In aula, nonostante le polemiche sollevate il giorno in cui il Consiglio discusse del conferimento dell’onorificenza a Patrizia Moretti, era presente anche la Lega Nord, che aveva definito la proposta del consigliere Benedetto Zacchiroli, Pd, “una marchetta”. “Sarebbe ipocrita nascondere le polemiche che ci sono state, ma la presenza di tutti  in  Consiglio  – ha detto la Lembi – è  un  segno evidente  di come ci si possa anche duramente  scontrare,  ma  che  poi  il rispetto delle scelte prese prevale sopra ogni opinione espressa”.

Dopo il conferimento della cittadinanza onoraria, Patrizia Moretti e i familiari di Federico Aldrovandi sono scesi in piazza Maggiore, ai piedi del crescentone, dove ad attenderli c’erano un centinaio di tifosi sportivi pronti ad accoglierli con uno striscione orgogliosamente sollevato in alto: “Sempre al fianco della famiglia di Federico Aldrovandi”, recitava. E un altro applauso per lei, Patrizia, che di lottare non ha mai smesso, “perché ciò che è successo a noi non deve succedere a nessun’altro”.

“E’ la mamma che vorremmo avere tutti” commentano i tifosi, alcuni della Fossa dei Leoni, altri della curva Andrea Costa. Basket e calcio, Bologna e Fortitudo. “Questo striscione l’abbiamo esibito anche allo stadio, il giorno in cui il Coisp manifestò a Ferrara, sotto all’ufficio dove Patrizia lavora – racconta Paolo – siamo qui perché vogliamo stare vicino a questa famiglia, perché ammiriamo l’impegno speso per trovare una verità che si è cercato di nascondere. Patrizia è un esempio di impegno civile”.

“La storia di Aldro rappresenta molti aspetti che come tifosi abbiamo sempre denunciato, senza essere ascoltati – commenta Marco – dimostra che certe cose possono accadere nella vita quotidiana. In quel caso, bisogna essere uniti, e solidali”. 

 

Anna Maria Cancellieri “occasione per testimoniare vicinanza”. Alla cerimonia di conferimento della cittadinanza onoraria avrebbe dovuto partecipare anche il ministro dell’Interno Anna Maria Cancellieri, rimasta a Roma, però, per assistere al giuramento del Presidente della Repubblica Giorgio Napolitano.

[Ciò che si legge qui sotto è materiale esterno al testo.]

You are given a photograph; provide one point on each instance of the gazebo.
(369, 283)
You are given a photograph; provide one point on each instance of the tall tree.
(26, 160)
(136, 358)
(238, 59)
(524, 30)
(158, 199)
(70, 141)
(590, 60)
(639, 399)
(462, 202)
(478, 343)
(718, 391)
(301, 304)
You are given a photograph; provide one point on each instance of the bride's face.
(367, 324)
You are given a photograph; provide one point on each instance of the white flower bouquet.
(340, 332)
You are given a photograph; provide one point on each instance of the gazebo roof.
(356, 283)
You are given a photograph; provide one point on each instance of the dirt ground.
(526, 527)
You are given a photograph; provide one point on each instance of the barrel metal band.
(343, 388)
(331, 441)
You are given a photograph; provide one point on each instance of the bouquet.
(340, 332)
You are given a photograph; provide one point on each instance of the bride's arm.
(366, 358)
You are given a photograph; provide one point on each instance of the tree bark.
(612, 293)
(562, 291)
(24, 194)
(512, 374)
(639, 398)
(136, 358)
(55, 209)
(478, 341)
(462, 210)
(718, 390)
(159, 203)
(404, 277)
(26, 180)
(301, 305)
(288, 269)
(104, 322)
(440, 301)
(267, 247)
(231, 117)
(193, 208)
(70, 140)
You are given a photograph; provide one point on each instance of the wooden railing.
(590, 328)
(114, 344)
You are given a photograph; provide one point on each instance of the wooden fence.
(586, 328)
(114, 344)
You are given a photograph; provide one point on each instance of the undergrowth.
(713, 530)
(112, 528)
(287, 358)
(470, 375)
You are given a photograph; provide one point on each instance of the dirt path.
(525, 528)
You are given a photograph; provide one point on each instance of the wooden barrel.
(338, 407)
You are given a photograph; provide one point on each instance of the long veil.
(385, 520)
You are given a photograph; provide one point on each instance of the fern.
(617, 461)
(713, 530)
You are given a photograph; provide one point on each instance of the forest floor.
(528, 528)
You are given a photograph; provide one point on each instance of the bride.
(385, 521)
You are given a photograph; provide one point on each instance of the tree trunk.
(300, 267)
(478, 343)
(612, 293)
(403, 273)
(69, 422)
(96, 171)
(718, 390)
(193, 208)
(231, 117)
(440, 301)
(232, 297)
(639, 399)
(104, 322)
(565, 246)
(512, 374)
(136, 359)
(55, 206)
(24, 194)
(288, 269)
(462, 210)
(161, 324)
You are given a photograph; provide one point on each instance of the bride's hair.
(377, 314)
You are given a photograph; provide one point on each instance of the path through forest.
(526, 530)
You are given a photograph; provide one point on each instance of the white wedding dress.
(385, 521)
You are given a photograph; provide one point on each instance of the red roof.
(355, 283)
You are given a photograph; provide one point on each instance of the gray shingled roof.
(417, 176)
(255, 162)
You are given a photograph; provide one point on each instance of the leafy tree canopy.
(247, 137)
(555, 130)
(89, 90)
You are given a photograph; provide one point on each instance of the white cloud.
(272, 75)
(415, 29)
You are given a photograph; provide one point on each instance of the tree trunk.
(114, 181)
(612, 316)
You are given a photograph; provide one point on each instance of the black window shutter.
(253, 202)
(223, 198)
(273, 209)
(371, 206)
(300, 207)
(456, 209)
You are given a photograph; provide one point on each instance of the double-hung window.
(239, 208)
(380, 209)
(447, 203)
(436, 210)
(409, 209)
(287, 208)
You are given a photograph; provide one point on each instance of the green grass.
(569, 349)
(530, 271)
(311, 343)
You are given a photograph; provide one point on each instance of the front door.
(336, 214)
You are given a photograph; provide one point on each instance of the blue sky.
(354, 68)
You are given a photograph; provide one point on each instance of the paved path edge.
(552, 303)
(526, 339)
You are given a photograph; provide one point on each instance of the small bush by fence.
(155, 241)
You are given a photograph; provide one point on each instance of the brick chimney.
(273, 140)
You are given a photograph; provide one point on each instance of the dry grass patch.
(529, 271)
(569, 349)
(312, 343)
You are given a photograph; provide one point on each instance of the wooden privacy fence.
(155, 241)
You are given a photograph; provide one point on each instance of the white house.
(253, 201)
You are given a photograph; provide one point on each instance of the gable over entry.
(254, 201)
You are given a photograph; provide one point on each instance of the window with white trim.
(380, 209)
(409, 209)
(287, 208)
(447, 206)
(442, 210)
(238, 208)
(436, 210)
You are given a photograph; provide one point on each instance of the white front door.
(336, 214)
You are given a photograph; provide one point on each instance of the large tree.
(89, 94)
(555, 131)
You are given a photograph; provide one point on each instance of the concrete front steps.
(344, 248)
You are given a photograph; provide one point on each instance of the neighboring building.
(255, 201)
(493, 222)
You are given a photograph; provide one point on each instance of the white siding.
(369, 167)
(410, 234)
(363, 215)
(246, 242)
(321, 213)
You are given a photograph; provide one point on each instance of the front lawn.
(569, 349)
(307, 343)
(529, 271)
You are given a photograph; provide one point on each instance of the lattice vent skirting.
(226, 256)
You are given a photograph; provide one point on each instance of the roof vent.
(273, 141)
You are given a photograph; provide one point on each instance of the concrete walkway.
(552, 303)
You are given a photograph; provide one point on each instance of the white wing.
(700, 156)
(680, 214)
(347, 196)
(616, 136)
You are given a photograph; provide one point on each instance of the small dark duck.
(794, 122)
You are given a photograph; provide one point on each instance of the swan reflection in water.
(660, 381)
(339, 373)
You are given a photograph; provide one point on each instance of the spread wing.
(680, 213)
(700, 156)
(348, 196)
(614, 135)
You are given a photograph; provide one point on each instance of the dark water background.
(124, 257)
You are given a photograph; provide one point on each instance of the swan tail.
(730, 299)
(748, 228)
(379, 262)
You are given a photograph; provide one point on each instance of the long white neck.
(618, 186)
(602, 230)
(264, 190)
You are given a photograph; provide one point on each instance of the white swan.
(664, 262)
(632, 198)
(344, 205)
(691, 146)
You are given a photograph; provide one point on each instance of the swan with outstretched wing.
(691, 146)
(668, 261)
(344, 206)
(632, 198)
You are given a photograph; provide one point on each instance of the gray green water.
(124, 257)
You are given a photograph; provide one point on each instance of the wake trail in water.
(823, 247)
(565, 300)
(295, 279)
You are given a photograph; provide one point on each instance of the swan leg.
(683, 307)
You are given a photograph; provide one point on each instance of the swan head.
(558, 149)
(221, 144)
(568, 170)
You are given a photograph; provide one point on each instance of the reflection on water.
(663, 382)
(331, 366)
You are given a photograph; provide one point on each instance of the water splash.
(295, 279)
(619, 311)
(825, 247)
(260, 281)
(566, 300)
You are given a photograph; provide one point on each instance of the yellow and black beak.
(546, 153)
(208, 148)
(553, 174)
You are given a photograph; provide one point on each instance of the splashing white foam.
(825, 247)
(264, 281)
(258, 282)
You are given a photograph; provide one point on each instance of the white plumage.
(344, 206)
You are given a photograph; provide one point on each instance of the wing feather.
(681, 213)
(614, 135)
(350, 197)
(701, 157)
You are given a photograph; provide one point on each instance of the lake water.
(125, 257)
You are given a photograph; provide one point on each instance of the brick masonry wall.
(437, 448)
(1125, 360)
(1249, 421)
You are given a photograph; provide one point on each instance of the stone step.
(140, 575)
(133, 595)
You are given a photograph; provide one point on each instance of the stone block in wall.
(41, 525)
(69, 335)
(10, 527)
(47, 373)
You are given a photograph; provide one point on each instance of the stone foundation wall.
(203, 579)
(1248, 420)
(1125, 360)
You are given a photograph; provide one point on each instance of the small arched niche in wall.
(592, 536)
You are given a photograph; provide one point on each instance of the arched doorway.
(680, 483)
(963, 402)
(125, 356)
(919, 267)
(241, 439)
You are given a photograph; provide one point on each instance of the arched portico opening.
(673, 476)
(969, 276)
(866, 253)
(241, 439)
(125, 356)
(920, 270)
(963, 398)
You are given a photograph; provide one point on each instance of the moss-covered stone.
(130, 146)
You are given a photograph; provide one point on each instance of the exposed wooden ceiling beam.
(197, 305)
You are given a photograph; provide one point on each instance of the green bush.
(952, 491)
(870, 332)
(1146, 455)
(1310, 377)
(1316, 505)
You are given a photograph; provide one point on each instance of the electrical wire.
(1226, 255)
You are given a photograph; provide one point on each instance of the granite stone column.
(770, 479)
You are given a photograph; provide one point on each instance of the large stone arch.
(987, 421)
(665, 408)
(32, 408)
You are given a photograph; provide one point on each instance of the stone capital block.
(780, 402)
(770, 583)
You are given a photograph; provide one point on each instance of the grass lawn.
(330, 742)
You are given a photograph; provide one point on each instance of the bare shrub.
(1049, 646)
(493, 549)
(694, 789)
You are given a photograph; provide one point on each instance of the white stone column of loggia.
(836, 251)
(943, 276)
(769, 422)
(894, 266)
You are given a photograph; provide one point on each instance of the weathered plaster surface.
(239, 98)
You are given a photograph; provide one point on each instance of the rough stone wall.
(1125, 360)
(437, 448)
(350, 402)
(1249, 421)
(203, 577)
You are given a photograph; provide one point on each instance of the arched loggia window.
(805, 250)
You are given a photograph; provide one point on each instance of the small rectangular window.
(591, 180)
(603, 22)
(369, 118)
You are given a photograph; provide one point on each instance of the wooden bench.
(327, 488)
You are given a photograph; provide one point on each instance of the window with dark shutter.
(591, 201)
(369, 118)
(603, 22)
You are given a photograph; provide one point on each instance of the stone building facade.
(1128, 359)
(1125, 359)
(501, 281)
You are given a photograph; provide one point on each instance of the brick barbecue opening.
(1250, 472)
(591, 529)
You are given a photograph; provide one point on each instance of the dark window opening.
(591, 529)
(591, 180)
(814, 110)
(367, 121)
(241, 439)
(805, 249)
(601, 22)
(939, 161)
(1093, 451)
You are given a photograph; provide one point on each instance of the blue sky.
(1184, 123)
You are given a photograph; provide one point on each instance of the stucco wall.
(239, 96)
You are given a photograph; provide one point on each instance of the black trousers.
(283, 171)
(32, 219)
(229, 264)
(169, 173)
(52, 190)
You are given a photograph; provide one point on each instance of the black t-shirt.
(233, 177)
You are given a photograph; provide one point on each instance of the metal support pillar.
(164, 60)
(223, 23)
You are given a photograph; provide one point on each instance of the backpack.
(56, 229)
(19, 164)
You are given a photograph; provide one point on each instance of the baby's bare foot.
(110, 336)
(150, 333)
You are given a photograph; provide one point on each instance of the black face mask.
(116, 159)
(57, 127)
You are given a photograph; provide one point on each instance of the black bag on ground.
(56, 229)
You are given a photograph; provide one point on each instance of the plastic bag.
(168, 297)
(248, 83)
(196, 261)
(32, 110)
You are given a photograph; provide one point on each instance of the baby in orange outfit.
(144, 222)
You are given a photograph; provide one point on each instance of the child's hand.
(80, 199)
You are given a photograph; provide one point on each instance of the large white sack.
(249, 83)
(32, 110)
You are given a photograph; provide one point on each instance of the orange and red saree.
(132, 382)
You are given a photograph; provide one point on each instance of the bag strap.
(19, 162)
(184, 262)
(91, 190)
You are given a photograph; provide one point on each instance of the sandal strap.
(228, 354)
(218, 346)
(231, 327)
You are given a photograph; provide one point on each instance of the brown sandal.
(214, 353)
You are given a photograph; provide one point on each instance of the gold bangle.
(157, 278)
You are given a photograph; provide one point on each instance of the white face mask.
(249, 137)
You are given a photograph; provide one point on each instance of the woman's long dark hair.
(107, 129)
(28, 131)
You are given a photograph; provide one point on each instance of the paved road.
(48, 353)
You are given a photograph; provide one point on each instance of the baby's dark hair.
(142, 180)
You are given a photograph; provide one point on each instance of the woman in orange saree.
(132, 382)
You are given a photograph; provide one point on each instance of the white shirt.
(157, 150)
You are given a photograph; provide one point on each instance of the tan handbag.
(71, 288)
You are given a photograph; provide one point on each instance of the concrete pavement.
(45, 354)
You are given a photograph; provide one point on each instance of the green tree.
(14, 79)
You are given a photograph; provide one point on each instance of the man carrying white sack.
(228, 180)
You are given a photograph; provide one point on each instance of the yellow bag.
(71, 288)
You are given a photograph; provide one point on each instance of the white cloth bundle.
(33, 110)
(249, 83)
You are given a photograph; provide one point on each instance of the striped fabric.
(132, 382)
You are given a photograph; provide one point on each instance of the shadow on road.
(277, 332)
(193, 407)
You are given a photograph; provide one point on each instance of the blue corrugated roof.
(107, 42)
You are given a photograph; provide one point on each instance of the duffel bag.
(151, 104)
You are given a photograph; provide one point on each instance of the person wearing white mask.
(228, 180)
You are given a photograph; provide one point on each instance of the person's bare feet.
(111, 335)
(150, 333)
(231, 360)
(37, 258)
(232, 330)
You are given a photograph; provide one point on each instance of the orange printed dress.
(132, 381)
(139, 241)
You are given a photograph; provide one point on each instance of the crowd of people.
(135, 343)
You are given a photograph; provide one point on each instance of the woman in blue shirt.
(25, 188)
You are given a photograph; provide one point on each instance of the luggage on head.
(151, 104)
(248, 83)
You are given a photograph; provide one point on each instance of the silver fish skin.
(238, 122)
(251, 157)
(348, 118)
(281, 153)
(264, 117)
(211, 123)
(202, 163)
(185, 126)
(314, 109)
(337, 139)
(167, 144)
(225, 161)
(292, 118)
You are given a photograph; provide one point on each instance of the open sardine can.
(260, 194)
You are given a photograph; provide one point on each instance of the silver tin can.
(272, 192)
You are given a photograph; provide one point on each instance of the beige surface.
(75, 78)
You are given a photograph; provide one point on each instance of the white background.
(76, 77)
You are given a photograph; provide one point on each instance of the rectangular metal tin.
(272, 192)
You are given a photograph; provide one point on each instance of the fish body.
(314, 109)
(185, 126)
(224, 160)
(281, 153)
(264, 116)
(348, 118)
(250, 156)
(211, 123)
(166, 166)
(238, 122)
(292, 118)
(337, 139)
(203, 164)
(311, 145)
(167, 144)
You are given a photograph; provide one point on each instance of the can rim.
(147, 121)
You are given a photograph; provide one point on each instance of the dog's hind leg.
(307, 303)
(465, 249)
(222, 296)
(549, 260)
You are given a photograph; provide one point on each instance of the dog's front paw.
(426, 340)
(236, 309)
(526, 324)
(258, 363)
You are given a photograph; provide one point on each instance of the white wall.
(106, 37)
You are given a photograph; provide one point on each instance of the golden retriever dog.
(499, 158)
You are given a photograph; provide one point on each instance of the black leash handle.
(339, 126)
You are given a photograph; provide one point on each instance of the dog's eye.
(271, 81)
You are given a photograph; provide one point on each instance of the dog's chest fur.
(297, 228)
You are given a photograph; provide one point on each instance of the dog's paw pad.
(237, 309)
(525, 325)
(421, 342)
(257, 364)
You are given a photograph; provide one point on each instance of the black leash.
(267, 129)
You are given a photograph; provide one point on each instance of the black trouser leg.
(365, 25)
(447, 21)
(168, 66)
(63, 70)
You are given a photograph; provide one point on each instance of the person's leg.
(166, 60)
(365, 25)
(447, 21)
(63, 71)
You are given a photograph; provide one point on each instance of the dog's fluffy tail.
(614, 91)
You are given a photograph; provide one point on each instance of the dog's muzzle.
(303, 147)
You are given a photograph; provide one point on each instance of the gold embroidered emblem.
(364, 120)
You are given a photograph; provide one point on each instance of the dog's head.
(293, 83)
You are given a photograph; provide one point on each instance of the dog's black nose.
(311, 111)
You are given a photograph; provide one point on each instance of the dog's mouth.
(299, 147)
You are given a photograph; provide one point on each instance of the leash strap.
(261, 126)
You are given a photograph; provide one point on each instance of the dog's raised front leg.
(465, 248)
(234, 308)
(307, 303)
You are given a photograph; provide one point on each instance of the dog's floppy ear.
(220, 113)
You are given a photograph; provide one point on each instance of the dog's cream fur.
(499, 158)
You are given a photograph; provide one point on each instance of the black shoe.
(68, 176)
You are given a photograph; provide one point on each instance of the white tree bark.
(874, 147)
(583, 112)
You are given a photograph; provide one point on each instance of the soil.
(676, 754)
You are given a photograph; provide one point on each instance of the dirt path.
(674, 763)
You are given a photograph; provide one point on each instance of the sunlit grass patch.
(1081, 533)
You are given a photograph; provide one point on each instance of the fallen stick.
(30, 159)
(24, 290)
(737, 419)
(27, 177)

In un messaggio inviato al Comune di Bologna. Però, l’ex commissario ha ricordato che il riconoscimento è “un’occasione particolare per testimoniare vicinanza a e affetto” alla famiglia di Aldro e a Patrizia Moretti. Bologna, ha aggiunto, “come sempre ha saputo dimostrare di essere città dalle grandi qualità civili e morali”. E al ministro Cancellieri i genitori di Aldro si sono rivolti per chiedere che ai quattro poliziotti, “che hanno ucciso un bambino dolce e tontolone, che baciava la nonna alle spalle chiedendole ‘come mi sta la giacca di pelle nuova?’” sia “tolta la divisa”.